Graham’s unpopularity among the grassroots was highlighted last week when a new group, “Carolina Conservatives United,” launched a video and website, DefeatLindseyGraham.org, focused on encouraging opposition to Graham. Announcing the launch on July 12, Bruce Carroll, the group’s chairman, said, “As residents of South Carolina and grassroots activists in the conservative movement, we are concerned not only about Lindsey Graham’s voting record on important issues but also the contempt he regularly displays toward small-government conservative citizens.”

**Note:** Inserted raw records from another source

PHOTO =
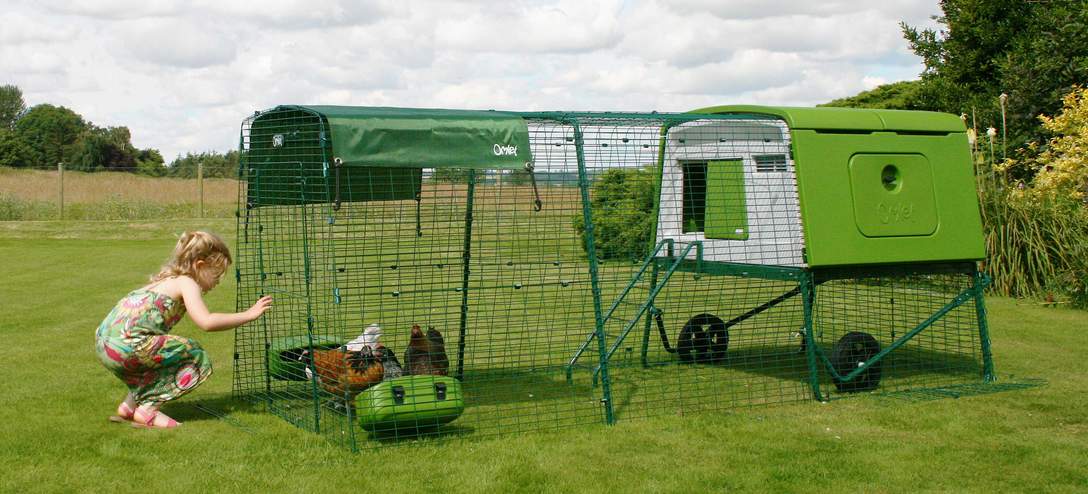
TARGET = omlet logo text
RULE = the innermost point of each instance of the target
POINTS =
(505, 150)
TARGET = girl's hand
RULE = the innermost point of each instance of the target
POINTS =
(262, 305)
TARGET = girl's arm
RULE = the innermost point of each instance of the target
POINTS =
(217, 321)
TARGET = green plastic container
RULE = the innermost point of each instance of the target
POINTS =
(410, 403)
(283, 356)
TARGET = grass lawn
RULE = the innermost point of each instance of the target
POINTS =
(61, 278)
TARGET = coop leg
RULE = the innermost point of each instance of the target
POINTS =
(808, 294)
(656, 315)
(979, 282)
(466, 271)
(583, 185)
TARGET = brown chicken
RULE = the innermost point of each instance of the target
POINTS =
(427, 354)
(347, 373)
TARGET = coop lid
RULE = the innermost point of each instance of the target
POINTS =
(411, 137)
(850, 119)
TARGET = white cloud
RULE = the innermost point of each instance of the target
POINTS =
(174, 42)
(184, 75)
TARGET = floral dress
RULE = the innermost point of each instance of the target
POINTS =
(133, 344)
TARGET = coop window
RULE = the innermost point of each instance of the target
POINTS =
(694, 197)
(714, 199)
(770, 163)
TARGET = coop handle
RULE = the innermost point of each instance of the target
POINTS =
(538, 205)
(336, 165)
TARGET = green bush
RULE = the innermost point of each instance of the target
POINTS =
(622, 201)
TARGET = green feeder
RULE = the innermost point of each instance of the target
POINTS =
(284, 354)
(410, 403)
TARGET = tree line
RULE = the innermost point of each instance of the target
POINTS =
(1001, 63)
(47, 135)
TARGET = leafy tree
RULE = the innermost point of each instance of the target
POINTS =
(1062, 167)
(150, 162)
(11, 106)
(1031, 51)
(622, 201)
(894, 96)
(50, 134)
(13, 152)
(104, 148)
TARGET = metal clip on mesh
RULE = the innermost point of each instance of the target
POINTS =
(532, 177)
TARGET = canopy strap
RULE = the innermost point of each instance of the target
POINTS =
(336, 165)
(532, 177)
(419, 227)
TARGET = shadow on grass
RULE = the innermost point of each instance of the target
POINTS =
(215, 407)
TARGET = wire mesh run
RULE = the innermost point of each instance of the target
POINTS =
(641, 264)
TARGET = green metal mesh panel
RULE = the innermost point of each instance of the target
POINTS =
(889, 307)
(569, 294)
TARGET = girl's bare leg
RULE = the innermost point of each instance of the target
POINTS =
(148, 416)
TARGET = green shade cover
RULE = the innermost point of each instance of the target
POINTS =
(406, 137)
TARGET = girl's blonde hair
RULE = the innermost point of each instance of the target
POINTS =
(193, 247)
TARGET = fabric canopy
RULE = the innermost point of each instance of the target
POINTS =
(405, 137)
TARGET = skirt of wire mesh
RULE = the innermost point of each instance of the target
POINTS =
(879, 311)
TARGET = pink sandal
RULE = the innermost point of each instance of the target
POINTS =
(149, 421)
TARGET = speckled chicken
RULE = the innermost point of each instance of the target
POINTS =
(427, 353)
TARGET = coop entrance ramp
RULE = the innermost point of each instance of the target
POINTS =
(642, 306)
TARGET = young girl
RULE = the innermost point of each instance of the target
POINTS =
(133, 343)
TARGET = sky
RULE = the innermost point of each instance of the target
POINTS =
(182, 75)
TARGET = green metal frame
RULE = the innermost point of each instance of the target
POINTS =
(662, 262)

Carroll thinks other South Carolina Republicans serve the state better than Graham. “We never know which Lindsey Graham will show up in Washington each day. He’s more likely to side with liberal Senate Democrats on important votes than with Senator Tim Scott or the South Carolina Republican Congressional delegation,” he said.

Though dissatisfaction with Graham among the grassroots is high, past primary challenges to incumbent establishment Republicans in other states have succeeded only when activist support has coalesced around one strong challenger. That has not happened yet in South Carolina. The best those who oppose Graham can hope for at present is to keep him under 50% in the June 2014 primary and force a runoff.

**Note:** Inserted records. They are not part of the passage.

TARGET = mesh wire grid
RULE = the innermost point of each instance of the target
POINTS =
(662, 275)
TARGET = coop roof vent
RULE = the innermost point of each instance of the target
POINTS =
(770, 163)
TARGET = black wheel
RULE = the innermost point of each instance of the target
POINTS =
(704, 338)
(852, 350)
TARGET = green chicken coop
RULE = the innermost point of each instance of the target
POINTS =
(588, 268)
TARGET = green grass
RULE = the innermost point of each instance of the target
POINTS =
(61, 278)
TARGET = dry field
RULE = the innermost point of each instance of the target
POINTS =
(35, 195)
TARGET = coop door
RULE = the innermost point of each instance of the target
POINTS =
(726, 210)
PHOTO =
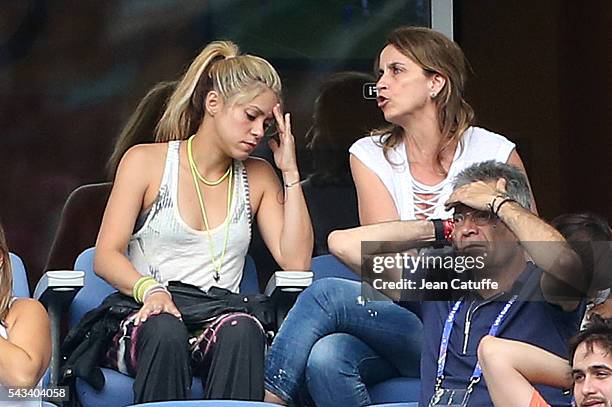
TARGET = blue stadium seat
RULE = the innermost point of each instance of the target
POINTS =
(118, 390)
(206, 403)
(402, 390)
(21, 287)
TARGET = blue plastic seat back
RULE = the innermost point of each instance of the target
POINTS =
(94, 290)
(21, 287)
(328, 265)
(205, 403)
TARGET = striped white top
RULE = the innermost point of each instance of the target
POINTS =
(168, 249)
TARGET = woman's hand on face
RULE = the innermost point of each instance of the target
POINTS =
(284, 152)
(477, 195)
(155, 304)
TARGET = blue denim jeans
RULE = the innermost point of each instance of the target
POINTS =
(336, 343)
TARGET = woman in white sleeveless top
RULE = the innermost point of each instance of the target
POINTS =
(402, 172)
(182, 210)
(25, 341)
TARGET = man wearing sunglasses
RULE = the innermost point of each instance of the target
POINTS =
(536, 298)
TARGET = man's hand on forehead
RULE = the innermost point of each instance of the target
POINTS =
(477, 195)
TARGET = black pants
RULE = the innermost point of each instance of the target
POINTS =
(232, 367)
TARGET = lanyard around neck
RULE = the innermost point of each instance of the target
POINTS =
(446, 333)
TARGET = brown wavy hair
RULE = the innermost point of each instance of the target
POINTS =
(220, 67)
(6, 276)
(140, 127)
(436, 54)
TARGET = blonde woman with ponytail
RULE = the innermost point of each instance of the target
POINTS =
(181, 210)
(25, 341)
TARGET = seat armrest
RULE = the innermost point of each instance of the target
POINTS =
(284, 287)
(56, 290)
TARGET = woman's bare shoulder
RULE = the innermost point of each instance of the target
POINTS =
(25, 309)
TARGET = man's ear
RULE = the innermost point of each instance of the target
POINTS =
(213, 103)
(436, 83)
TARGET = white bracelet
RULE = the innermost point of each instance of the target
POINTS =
(290, 184)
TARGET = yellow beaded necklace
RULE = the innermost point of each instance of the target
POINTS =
(196, 175)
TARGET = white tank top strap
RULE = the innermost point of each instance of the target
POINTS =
(165, 247)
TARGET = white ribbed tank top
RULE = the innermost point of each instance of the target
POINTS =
(166, 248)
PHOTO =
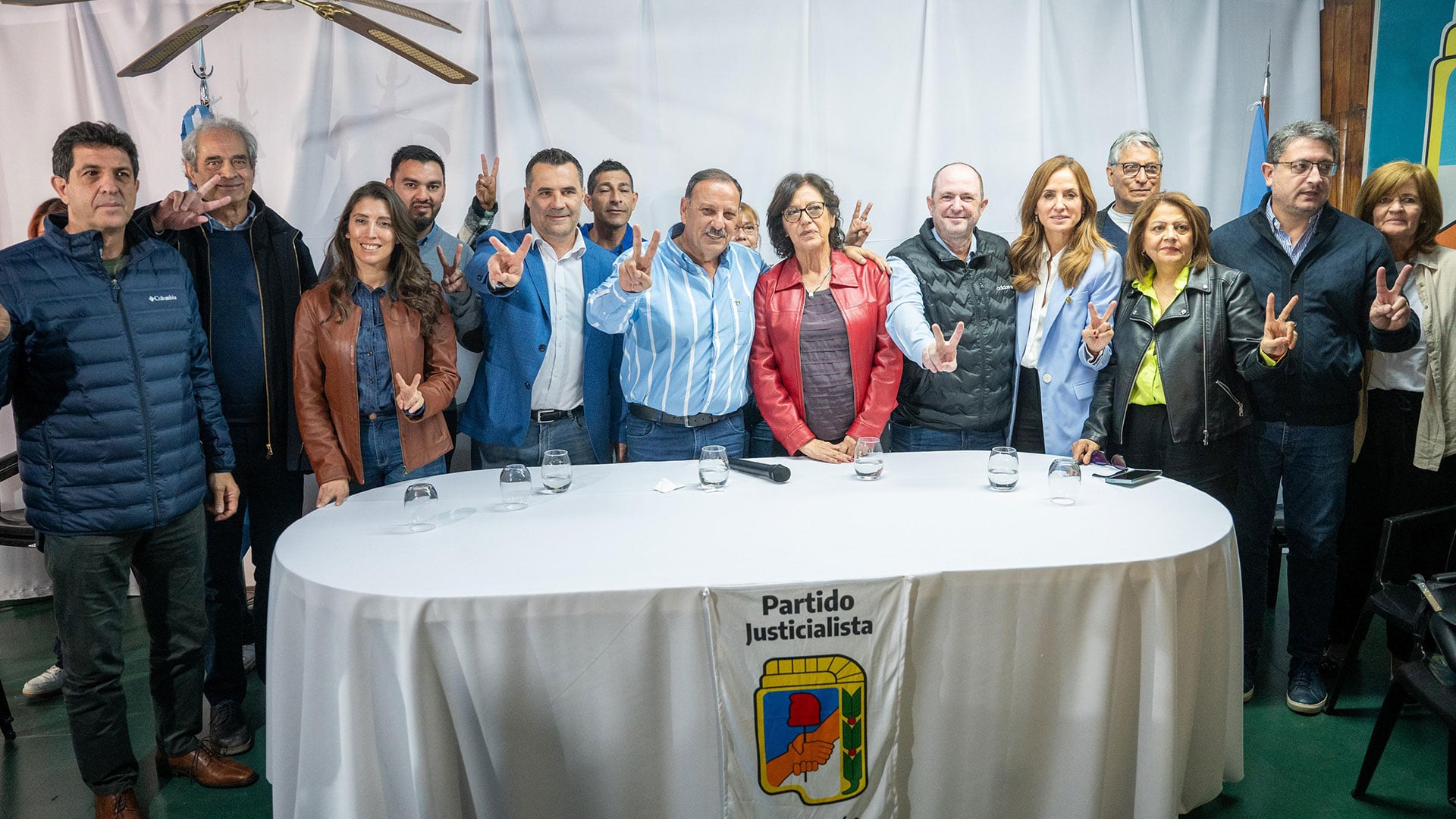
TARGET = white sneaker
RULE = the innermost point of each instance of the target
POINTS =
(47, 684)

That strategy worked for Ted Cruz in the 2012 Republican primary in Texas, where his second-place finish against Lieutenant Governor David Dewhurst in the May primary forced a July runoff between the two, which Cruz won handily.

The question South Carolina conservatives are asking themselves is whether one of the three announced or potential candidates–Cash, Bright, and Mace–will emerge as South Carolina’s version of Ted Cruz, or if that challenger has yet to arrive on the scene.